I have also verified that it works with the following environments

Python 3.6
Keras 2.2.4
tensorflow 1.14.0

shocora · 2020-10-29T14:06:29Z

thank you for reply. I matched the version but it doesn't work.
Is there any place to change the PATH other than lines 34,35 and 41,42 of train_v2.py?Also, is it okay if LOGS_PATH is empty at the time of the first learning?

tfukumori · 2020-10-29T23:31:07Z

When I first training it, it didn't matter if the LOGS_PATH folder (the default is yolo_logs) was empty.

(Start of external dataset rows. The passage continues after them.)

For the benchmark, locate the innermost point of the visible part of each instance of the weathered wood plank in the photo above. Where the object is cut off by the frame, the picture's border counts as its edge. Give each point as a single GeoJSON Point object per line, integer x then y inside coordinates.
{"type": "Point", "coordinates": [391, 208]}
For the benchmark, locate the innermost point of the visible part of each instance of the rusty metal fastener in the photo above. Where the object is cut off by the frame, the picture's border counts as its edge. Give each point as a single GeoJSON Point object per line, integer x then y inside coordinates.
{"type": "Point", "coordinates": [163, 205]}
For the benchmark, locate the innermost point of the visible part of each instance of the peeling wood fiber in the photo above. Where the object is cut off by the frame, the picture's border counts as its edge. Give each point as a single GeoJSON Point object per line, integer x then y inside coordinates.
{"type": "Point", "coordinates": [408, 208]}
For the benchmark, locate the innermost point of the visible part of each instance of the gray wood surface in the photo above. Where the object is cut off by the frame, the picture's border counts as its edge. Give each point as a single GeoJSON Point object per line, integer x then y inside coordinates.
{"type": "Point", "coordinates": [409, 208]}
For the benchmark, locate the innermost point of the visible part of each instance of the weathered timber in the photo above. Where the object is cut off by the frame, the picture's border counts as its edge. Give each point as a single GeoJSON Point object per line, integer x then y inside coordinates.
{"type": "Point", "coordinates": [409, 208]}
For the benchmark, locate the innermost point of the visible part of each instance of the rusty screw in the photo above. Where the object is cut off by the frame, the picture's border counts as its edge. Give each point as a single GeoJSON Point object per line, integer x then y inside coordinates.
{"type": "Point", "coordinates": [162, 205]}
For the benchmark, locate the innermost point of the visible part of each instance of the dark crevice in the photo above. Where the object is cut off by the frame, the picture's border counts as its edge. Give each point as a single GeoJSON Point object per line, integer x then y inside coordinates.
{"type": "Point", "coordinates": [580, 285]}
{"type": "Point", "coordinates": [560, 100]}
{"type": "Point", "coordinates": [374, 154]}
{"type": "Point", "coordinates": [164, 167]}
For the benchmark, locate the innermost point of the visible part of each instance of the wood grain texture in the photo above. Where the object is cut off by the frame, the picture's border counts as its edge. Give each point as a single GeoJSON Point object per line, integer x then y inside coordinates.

I run the following command

python train_v2.py --yolo_train_file 2007_train.txt --yolo_val_file nano

2007_train.txt was created using voc_annotation.py, as described at https://github.com/qqwweee/keras-yolo3

To check the training results.

I run the following command

conda install tensorboard -y
tensorboard --logdir=<yolo_logs' full path> --host 0.0.0.0

In web browser, go to http://localhost:6006/

shocora · 2020-11-10T12:45:15Z

I'm sorry to reply late.When I wrote the above command as it is, I got the following error.
Also,What does nano specify?
"File "train_v2.py", line 89, in init
images_choose = [self.val_images[i] for i in np.random.randint(0, len(self.val_images), 50)]
AttributeError: 'Yolo' object has no attribute 'val_images'"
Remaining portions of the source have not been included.